Attempt 1: The Database Approach (B-Trees)

Initially, one might consider using an embedded Key-Value store (like RocksDB or Sled) where the key is the Offset and the value is the Message.

Pros: Easy to implement.
Cons: B-Trees (and even LSM trees to an extent) introduce overhead for random I/O during compaction. Maintaining a total order in a generic KV store is overkill when our data is naturally strictly increasing.

The Decision: Append-Only Log

We realized that our write pattern is strictly sequential. The most efficient way to write to a spinning disk (and effectively SSDs too) is to append data to the end of a file. This minimizes disk head movement and maximizes I/O bandwidth.

Thus, the Log abstraction was born: an ordered, immutable sequence of records.

Architecture Breakdown

1. The Log Segment

A single log file can grow indefinitely, which makes it hard to manage (delete old data, compact). We split the Log into Segments.

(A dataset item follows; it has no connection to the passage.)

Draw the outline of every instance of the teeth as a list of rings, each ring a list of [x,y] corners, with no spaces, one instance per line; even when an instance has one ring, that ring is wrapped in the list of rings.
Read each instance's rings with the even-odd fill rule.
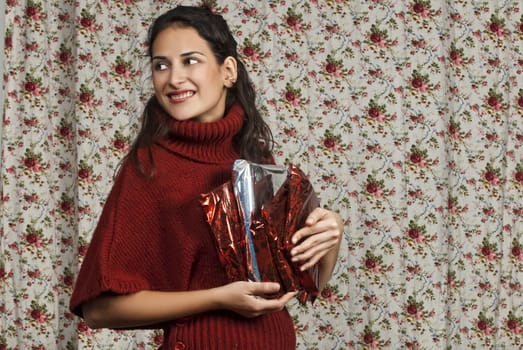
[[[172,94],[171,95],[171,99],[173,99],[173,100],[183,100],[184,98],[191,97],[192,95],[194,95],[194,91],[186,91],[186,92],[181,93],[181,94]]]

Rolling: When a segment reaches a size limit (e.g., 1GB), we close it and open a new one.
Naming: Files are named by their base offset (the offset of the first message in them).
- 00000000000000000000.log
- 00000000000000001000.log

2. The Indexing Problem

Problem: If a user asks for "Offset 500", and we have a 1GB log file, how do we find it?

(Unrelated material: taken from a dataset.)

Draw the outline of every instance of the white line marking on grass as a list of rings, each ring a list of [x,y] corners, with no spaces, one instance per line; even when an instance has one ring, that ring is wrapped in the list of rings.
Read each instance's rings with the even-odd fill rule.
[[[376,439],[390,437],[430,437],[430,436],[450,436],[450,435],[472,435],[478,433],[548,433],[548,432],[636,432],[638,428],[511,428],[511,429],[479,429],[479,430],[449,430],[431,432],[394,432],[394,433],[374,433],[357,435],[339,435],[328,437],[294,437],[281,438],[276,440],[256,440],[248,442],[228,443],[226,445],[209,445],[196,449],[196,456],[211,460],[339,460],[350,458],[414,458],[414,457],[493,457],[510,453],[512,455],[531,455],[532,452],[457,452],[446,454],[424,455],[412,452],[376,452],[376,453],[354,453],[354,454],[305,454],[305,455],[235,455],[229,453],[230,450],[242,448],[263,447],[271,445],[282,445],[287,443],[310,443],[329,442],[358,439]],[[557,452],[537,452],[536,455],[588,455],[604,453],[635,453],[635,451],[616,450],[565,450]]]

Naive Approach: Scan the file from the beginning. O(N). Too slow.
Full Index: Map every offset to a position. O(1). Too memory heavy (16 bytes per message).

Solution: Sparse Indexing. We don't index every message. We index every 4KB of data (or every N messages).

To find offset 500, we check the index.
Index says: "Offset 400 is at position 1024".
We seek to position 1024 and linearly scan until we find 500.
Trade-off: Slightly slower reads (small linear scan) for massive memory savings. This allows us to keep the entire index in RAM.

The Code Implementation

The Segment Structure

A Segment pairs the raw log data with its index.

pub struct Segment {
    pub base_offset: u64,
    pub log_file: File,     // The append-only data
    pub index: Index,       // The sparse map
}

The Index Lookup

The index uses binary search to find the closest lower bound entry.

// In index.rs
 
/// Entry in the .index file
struct IndexEntry {
    relative_offset: u32, // Offset relative to base_offset (4 bytes)
    position: u32,        // Physical position in .log file (4 bytes)
}
 
impl Index {
    pub fn search(&self, target_offset: u64) -> Option<u32> {
        // We look for the largest offset <= target_offset
        // The index is naturally sorted, allowing binary search.
        let idx = self.entries.binary_search_by(|entry| {
             entry.relative_offset.cmp(&target)
        }).unwrap_or_else(|x| x - 1); // Get the element before insertion point
        
        Some(self.entries[idx].position)
    }
}

Writing Data

Writes involve updating both the Log and abstractly updating the Index (though we only physically write the index entry periodically).

pub fn append(&mut self, record: Record) -> Result<()> {
    // 1. Write to Log
    let size = self.log_file.write(&record.encode())?;
    
    // 2. Update Index (Periodically)
    if self.bytes_since_last_index > INDEX_INTERVAL_BYTES {
        self.index.append(record.offset, self.current_position);
        self.bytes_since_last_index = 0;
    }
    
    self.current_position += size;
    Ok(())
}

Conclusion

By restricting our access pattern to Append-Only, we align perfectly with the hardware's capabilities. Splitting into Segments allows data management, and Sparse Indexing solves the lookup problem efficiently.